[Date Prev][Date Next][Thread Prev][Thread Next][Date Index][Thread Index]

Re: Aralex Status



On Monday 24 November 2003 08:45, you wrote:
> On Sun, Nov 23, 2003 at 11:44:18PM +0200, Mohammed Yousif wrote:
> > Salam,
> >  Since you are using C++ (which is a good thing) I noticed that a unicode
> >  string class would really be appreciated, but since I couldn't be able
> > to find any standalone class I decided to write one first.
> >  I'm attaching the work-in-progress DString and DChar classes.
> >  They are not complete, but they work and I'll not complete them as
> >  I will add only the features we want to use as we go.
> >  Another issue is (guess what?) regular expressions!!
> >  It seems to me that there are two workarounds for it:
>
> Cool -- I'll have a look at them and start working seriously on it over
> this Eid break -- right now I am coming down with a flu so I'll keep my
> answer short (about to leave work to go back home and get some rest).
>

 It seems like all people got a flu :-)
 I hope you will be fine.

> >   + The first is to simply pass on raw utf8 encoded bytes and
> > match/search them against utf8 encoded bytes.
> >       To give you an example, consider this listing
> > ############################
> >   def stripDiacritics(self, ustr):
> >     "Strip diacritics from word and returns clean unicode string"
> >     return re.sub(ur'[%s%s%s%s%s%s%s%s%s]' % (FATHATAN, DAMMATAN,
> > TATWEEL, KASRATAN, FATHA, DAMMA, KASRA, SUKUN, SHADDA),
> >                   '', ustr)
> > ############################
> >       The workaround says that we should use utf8 encoded bytes for ustr
> >       (which is natural anyway) and the tricky part is to use utf8
> > encoded bytes _also_ for the constants FATHATAN...etc that the matching
> > is done against.
> >       That way it should work.
>
> I am not sure I like this solution.

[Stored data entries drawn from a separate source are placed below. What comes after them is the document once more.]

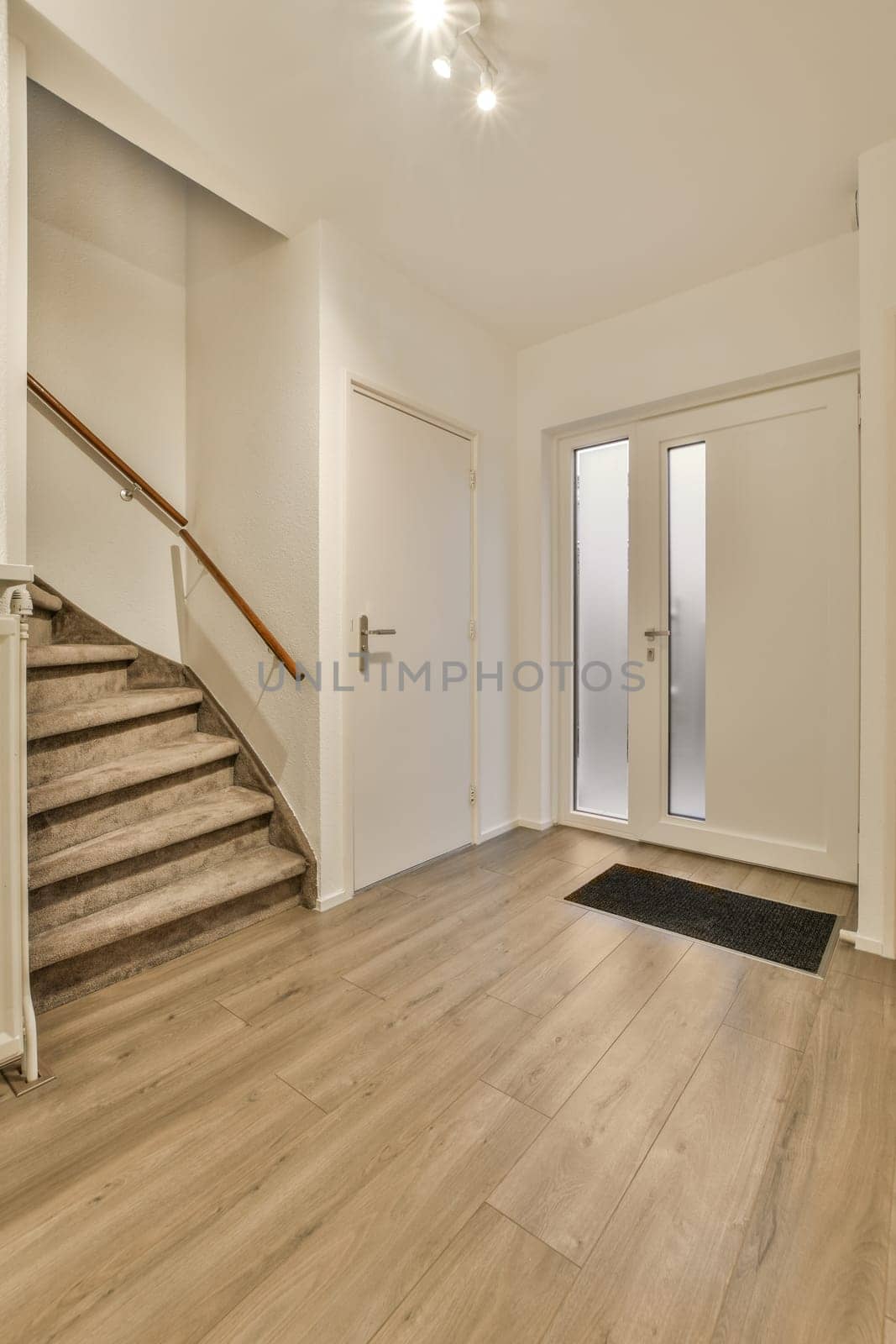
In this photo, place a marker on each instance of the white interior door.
(741, 551)
(410, 575)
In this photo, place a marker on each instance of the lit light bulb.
(486, 97)
(429, 13)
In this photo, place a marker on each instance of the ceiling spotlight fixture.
(486, 98)
(429, 13)
(466, 24)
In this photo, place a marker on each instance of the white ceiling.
(641, 147)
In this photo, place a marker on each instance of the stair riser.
(67, 980)
(53, 687)
(78, 822)
(40, 628)
(93, 891)
(70, 752)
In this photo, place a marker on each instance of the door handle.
(365, 642)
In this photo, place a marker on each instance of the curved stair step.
(141, 768)
(217, 886)
(114, 709)
(219, 810)
(76, 655)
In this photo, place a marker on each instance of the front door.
(714, 561)
(410, 585)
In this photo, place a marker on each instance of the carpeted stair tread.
(203, 890)
(114, 709)
(212, 812)
(175, 757)
(43, 601)
(76, 655)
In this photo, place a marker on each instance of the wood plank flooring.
(459, 1108)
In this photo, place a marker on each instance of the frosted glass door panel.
(688, 632)
(602, 629)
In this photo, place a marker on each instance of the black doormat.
(788, 934)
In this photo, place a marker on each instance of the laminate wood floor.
(463, 1109)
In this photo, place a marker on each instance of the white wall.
(13, 497)
(788, 313)
(13, 297)
(379, 327)
(251, 477)
(107, 335)
(878, 786)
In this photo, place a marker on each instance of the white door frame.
(563, 622)
(402, 403)
(606, 429)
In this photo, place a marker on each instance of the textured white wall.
(385, 329)
(251, 477)
(878, 780)
(789, 312)
(107, 333)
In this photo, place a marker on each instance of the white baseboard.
(335, 898)
(872, 945)
(497, 831)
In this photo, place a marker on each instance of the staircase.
(149, 826)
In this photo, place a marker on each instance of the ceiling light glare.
(486, 98)
(429, 13)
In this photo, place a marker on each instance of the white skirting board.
(332, 900)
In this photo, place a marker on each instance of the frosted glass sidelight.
(602, 629)
(688, 632)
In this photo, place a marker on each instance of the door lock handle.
(364, 645)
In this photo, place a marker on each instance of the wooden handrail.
(257, 624)
(118, 463)
(145, 488)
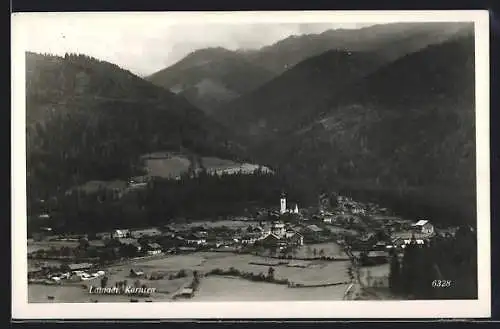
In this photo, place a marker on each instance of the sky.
(145, 44)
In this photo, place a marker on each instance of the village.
(361, 232)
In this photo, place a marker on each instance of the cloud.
(144, 44)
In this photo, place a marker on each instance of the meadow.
(212, 287)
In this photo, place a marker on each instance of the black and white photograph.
(208, 160)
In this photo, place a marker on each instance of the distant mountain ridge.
(210, 77)
(408, 126)
(90, 120)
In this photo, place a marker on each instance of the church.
(283, 206)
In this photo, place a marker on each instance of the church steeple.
(283, 203)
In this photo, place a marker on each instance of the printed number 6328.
(441, 283)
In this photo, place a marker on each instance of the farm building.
(130, 242)
(154, 249)
(145, 232)
(134, 273)
(195, 238)
(272, 240)
(296, 240)
(423, 226)
(80, 266)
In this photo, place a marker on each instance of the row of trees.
(197, 197)
(446, 268)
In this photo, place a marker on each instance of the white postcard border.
(21, 309)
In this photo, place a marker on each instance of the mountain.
(304, 89)
(90, 120)
(209, 77)
(389, 40)
(406, 131)
(297, 94)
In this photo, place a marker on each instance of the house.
(186, 292)
(134, 273)
(154, 249)
(195, 238)
(104, 235)
(272, 240)
(312, 232)
(380, 246)
(402, 243)
(120, 233)
(249, 238)
(130, 242)
(145, 233)
(80, 266)
(423, 226)
(278, 229)
(328, 220)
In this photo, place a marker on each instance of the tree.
(395, 274)
(104, 282)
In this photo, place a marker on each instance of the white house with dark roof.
(120, 233)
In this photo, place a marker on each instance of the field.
(45, 245)
(170, 165)
(233, 224)
(211, 288)
(222, 289)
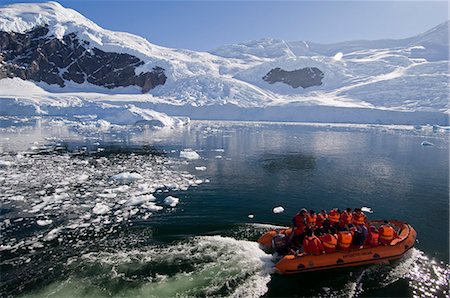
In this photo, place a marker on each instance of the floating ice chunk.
(171, 201)
(127, 177)
(152, 206)
(139, 200)
(426, 143)
(100, 209)
(338, 56)
(82, 178)
(189, 154)
(366, 209)
(278, 209)
(5, 164)
(107, 195)
(44, 222)
(17, 198)
(52, 234)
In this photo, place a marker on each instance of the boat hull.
(291, 264)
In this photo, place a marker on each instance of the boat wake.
(203, 266)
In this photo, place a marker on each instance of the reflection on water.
(69, 230)
(292, 162)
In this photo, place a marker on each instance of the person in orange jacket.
(312, 245)
(387, 233)
(373, 237)
(321, 217)
(330, 240)
(346, 218)
(299, 222)
(359, 218)
(334, 217)
(311, 218)
(345, 239)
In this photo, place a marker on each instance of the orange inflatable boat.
(290, 264)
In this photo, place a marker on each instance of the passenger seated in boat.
(299, 222)
(346, 218)
(359, 218)
(334, 217)
(359, 236)
(344, 240)
(329, 240)
(387, 233)
(321, 217)
(311, 218)
(373, 237)
(312, 245)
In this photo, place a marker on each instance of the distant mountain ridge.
(72, 57)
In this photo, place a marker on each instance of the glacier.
(401, 81)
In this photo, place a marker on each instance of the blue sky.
(203, 25)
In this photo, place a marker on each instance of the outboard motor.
(279, 243)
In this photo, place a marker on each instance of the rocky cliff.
(34, 55)
(304, 77)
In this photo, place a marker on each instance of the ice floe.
(127, 177)
(426, 143)
(171, 201)
(189, 154)
(278, 209)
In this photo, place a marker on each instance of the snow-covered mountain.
(54, 59)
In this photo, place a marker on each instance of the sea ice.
(171, 201)
(5, 163)
(189, 154)
(100, 208)
(127, 177)
(44, 222)
(278, 209)
(426, 143)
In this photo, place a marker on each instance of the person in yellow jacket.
(345, 239)
(387, 233)
(359, 218)
(334, 217)
(311, 218)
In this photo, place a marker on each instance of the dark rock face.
(38, 57)
(304, 77)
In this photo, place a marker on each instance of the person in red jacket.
(312, 245)
(373, 238)
(299, 222)
(311, 218)
(359, 218)
(329, 241)
(346, 218)
(387, 233)
(321, 216)
(334, 217)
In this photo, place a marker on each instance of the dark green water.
(205, 245)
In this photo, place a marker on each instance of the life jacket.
(359, 219)
(331, 243)
(334, 216)
(344, 240)
(299, 224)
(373, 238)
(387, 234)
(346, 218)
(320, 219)
(312, 245)
(311, 220)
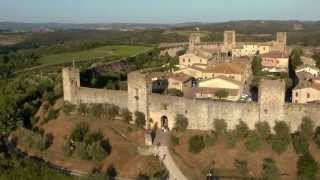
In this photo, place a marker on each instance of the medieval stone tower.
(194, 39)
(282, 40)
(139, 90)
(271, 100)
(229, 39)
(71, 83)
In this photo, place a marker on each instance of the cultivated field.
(221, 158)
(11, 39)
(118, 51)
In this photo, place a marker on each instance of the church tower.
(71, 83)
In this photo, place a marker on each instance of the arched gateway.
(164, 123)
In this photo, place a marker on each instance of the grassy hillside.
(105, 51)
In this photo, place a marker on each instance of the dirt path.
(164, 155)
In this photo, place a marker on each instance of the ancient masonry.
(229, 42)
(200, 113)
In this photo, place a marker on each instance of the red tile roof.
(275, 54)
(180, 77)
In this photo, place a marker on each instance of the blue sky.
(155, 11)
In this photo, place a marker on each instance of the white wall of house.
(305, 95)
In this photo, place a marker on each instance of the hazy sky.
(155, 11)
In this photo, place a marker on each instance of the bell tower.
(139, 90)
(71, 83)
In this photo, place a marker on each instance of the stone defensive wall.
(200, 113)
(97, 96)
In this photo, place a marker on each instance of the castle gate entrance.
(164, 123)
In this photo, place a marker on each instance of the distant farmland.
(101, 52)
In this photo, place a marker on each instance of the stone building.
(180, 81)
(275, 61)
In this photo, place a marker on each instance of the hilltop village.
(224, 70)
(213, 80)
(212, 83)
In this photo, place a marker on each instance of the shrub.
(79, 132)
(93, 137)
(83, 109)
(231, 139)
(307, 127)
(96, 110)
(241, 167)
(210, 139)
(220, 126)
(174, 140)
(105, 144)
(111, 172)
(111, 111)
(81, 150)
(35, 140)
(253, 142)
(196, 144)
(52, 114)
(316, 137)
(96, 152)
(242, 130)
(140, 119)
(68, 108)
(126, 115)
(307, 167)
(300, 143)
(67, 148)
(270, 170)
(181, 122)
(281, 140)
(263, 130)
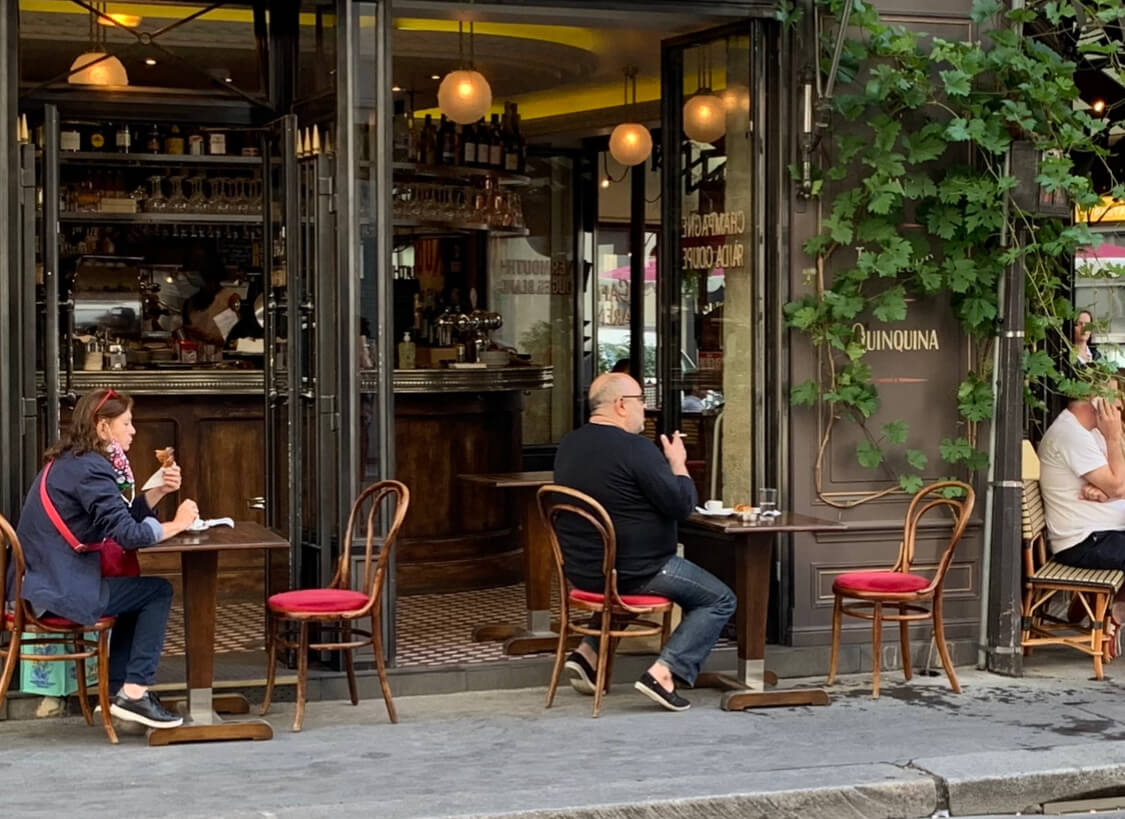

I prefer to keep the library/class
> that deals with any manipulation completely encoding agnostic. That's
> why aralex is fully Unicode. Also, last I checked PCRE didn't do too
> well with Arabic UTF-8.
>

 That's the job of DString, you should be able to pass to it a wide
 range of encodings (not implemented yet) but DString stores it
 internally as UTF-8, so there shouldn't be any problem using
 UTF-8 as the unified encoding used internally by Duali and still
 being completely encoding agnostic :-)

> >   + The second is to use a transliteration table for anything we pass to
> >       the regular expression library.
> >       It works like that:
> >         * convert the utf8 string to a Latin1 string using the
> > transliteration table.
> >         * convert the pattern utf8 string string using the
> > transliteration table.
> >         * take the result and reverse the process using, again, the
> >           transliteration table.
>
> I think I can live with something like that as a temporary solution. I
> don't like it, but I think it is probably the best way to go. I can't
> believe I didn't think of that ;) Now I feel very stupid ;)
>
 You shouldn't ;-)

 It's just not natural, we might as well implement it as a part of
 DString that handles this automatically (i.e. takes care of the
 transliteration thing so it's transparent to any one who uses
 regular expressions with Arabic)

> >  That way we can say goodbye to this problem and move on to
> >  another one.
> >  I would go for the first one if it works well but if it doesn'n I would
> >  go for the second.
>
> I think we will go with the second solution (unless you can convince me
> otherwise) -- I can be flexible ;)
>
> >  The last issue is that I discovered that the GNU C Library has support
> >  for regular expressions so we may be able to not depend on pcre
> >  after all.
> >   http://www.gnu.org/manual/glibc-2.2.5/html_node/Regular-Expressions.htm
>
> Glibc's regex implementation is rather simplistic last I checked. But I
> wasn't looking for a latin-based regex engine at the time. I'll have
> another look at it.
>
> P.S. I prefer to keep this discussion on the 'developer' list -- you
> never know who else might have ideas or jump in to the discussion.
> Besides, people can know we're working on something. In the future,
> unless an email is explicitly marked 'private' I'll reply back on a
> public list.
>
> Regards

-- 
Mohammed Yousif
We _will_ restore OUR Jerusalem.